Parece funcionar correctamente.

REDIRIS (Red española de I+D)

mirror: http://sunsite.rediris.es/mirror/gentoo/

Estado: Operativo

Parece funcionar correctamente.

UDC (Universidade da Coruña)

mirror: http://ftp.udc.es/gentoo/

rsync:  rsync://rsync.es.gentoo.org/gentoo-portage 

Estado: Operativo

Mirror oficial de Gentoo Linux.

LINUV (Asociación de usuarios de GNU/Linux de la Universitat de València)

mirror:  http://linuv.uv.es/mirror/gentoo/

Estado: No operativo

Actualmente los servidores están caidos, están trabajando en ello. En cuanto solucionen sus problemas han prometido mandarme un mail cuando lo solucionen.

----------

## Stolz

Enlace interesante

----------

## g0su

YosWink lo de linuv, por desgracia la gente que estaba llevando el tema, o ha terminado ya la carrera y ya no esta en la universidad o estamos de Erasmus fuera de España.

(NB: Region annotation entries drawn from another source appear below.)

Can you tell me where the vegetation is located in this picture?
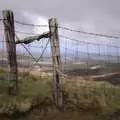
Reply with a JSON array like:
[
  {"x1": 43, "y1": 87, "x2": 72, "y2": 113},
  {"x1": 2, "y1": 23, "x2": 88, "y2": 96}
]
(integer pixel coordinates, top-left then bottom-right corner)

Stolz podrías hablar con Carles o alguno de estos para que vean que ha ocurrido con el servidor?.

Un saludo

----------

## g0su

LINUV OPERATIVO

----------

## YosWinK

REDIRIS -> "En pruebas"

Recuperamos uno de los servidores con más prestigio, el de REDIRIS. De momento lo marco en fase de pruebas y espero que sean satisfactorias. Si todo va bien, comenzaremos el proceso de convertirlo en oficial en pocas semanas. Gracias a REDIRIS y en especial a J.M Macías por el interés mostrado.

----------

## artic

Aunque parezca que no va mucho con el tema .........................

Parece que los mirrors estan de capa caida las velocidades de transferencia en rediris por ej son penosas 200 kb/seg como maximo,siempre que he bajado algo de un mirror español obtengo unas tasas de transferencia muy bajas.

En cambio con mirrors belgas,suizos o suecos llego a alcanzar tasas de 1800kb/seg.

No se que ventaja puede tener en este momento un mirror español frente al resto.

Salu2

----------

## luispa

 *artic wrote:*   

> Aunque parezca que no va mucho con el tema .........................
> 
> Parece que los mirrors estan de capa caida las velocidades de transferencia en rediris por ej son penosas 200 kb/seg como maximo,siempre que he bajado algo de un mirror español obtengo unas tasas de transferencia muy bajas.
> 
> En cambio con mirrors belgas,suizos o suecos llego a alcanzar tasas de 1800kb/seg.
> ...

 

Artic, ¿que mirrors de Europa en particular ofrecen ese tipo de tasa?. Quizá los de España tengan algún tipo de limitación de ancho de banda para este servicios...

Luis

----------

## artic

 *luispa wrote:*   

> 
> 
> Artic, ¿que mirrors de Europa en particular ofrecen ese tipo de tasa?. Quizá los de España tengan algún tipo de limitación de ancho de banda para este servicios...
> 
> 

 

Prueba con belnet ,surfnet o switch por ejemplo .

Un saludo

----------

## opotonil

Otro mirror español, universidad de a coruña:

http://ftp.udc.es/gentoo/

rsync://rsync.es.gentoo.org/gentoo-portage

----------

## YosWinK

 *opotonil wrote:*   

> Otro mirror español, universidad de a coruña:
> 
> http://ftp.udc.es/gentoo/
> 
> rsync://rsync.es.gentoo.org/gentoo-portage

 

Cierto, además lo tenía pendiente de actualizar ya que un día encontré la petición oficial por casualidad. Añadido.

Gracias.

----------

## el_Salmon

El mirror de Caliu a mi me falla porque me pide usuario y contraseña.

----------